库罗再次吼叫——他的肉体溢出光身的白光。



古流之剑加速,刻进莎拉的肉体之中。



库罗忘了一切,沉浸在这场打从最初就毫无胜算的战斗中。



「真是的……那个小鬼真的想死吗?」



在距离中庭数百公尺远的剑术学院讲堂——



专门用来练习剑术的这栋建筑物的屋顶上,有着玛娜卡的身影。



她双手环胸,目不转睛凝视着库罗与苏莎拉的互砍。



接到剑术学院的联络后,库罗等人慌张地赶了回去,不过玛娜卡当然没有同行。



然而,一个人在泳池玩也不有趣。



虽然自己也无法理解,玛娜卡不知为何还是来到了学院这边。



无论苏莎拉想做什么,或是剑术学院会变成怎样,玛娜卡都不关心。



身为她的目标的七剑之一,绝剑休娜克曾在这里负责警备工作,如今却不见人影。



玛娜卡在这里并没有什么应为之事,可是——



「光身或许会削去自己的寿命,这件事他完全忘光了吗?还是明明记得还是要用呢?后者比较笨。」



然而对库罗来说,这本来就是一场绝望的战斗。



为了尽可能提高胜率,使用光身也是不得已的举动吧。不使用的话就不是减寿,而是现在死在这里了。

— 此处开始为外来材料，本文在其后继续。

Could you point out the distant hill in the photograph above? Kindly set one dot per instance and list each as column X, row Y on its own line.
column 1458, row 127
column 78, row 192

「就算无法胜利,至少也要还以颜色……不,他不是这么值得敬佩的小鬼,而是动真格去战胜对手的吧……果然是笨蛋呐。」



「你的自言自语真多呢,玛娜卡。」



突然从附近传来的声音也没有让玛娜卡吃惊。她微微将视线瞄向旁边。



「因为我孤伶伶的一个人呀,可是不偶尔说说话会发不出声音的。话说回来,你也真是神出鬼没呢,拉修。」



「大家都到处钻来钻去呀,不只是我。」



拉修也同样双手环胸站立着。讲堂的屋顶虽然很斜,但他当然没有露出失去平衡的模样。



「玛娜卡才是,为什么在这种地方呢?打算放弃叛乱成为学院的教师吗?现在好像刚好缺了几个人呐。」



「我可不想当傲慢小鬼们的保母喔,我连弟子都没收呢。」



「也是,玛娜卡不适合当教育者,因为你没办法铁石心肠的狠下心。」



「……连你都说这种话呀?」



玛娜卡感到很意外。



自己很温柔或是很天真这种事,她完全没有思考过。她不认为自己残酷到没必要的地步。然而,如果有必要的话,她也有那种不管是谁都会加以斩杀的觉悟。



就算对方是自己敬爱的姊姊的弟子也一样。



「对了,拉修。我也还没跟你分出胜负呢。」



「不,分出胜负这种事我并不介意。」



拉修用装傻的语气如此说道。就这种装傻的调调而论,拉修跟库罗非常相似。是师父教育的影响吗?



「你被我啪沙啪沙的狂砍,不恨我吗?」



「我又不是烈火族,不会为了憎恨而战啦。这种多余的情感只会让剑变钝——如果是师父就会这样讲吧。」



「……拉修,我之前就很在意一件事呢。」



「嗯?什么事?」



「你应该知道些什么吧?姊姊她——变成怎样了?」



「这个问题也太晚问了吧。」



拉修轻轻笑道耸了耸肩。



「我在姊姊消失的那时——几乎都没去山里面。因为塞巴兹部队那边挤了一大堆工作。所以,知道当时发生何事的人只有姊姊跟她的弟子。可是,姊姊却死——不见了,而且库罗也真的不记得了吧。既然如此,知道真相的人就只有你了。」



「你这样说我会很困扰呐,玛娜卡。正如你所知,我跟库罗不同,并没有一直黏在师父身边喔。」



正是如此——玛娜卡知道这件事。



库罗是连一天也不休息的跟剑圣对战,藉着不断被修理来磨练技巧。



相对的,拉修跟剑圣练习过后会独自挥剑好几天,思考要怎样跟师父的剑过招,然后再次挑战,就这样不断重复。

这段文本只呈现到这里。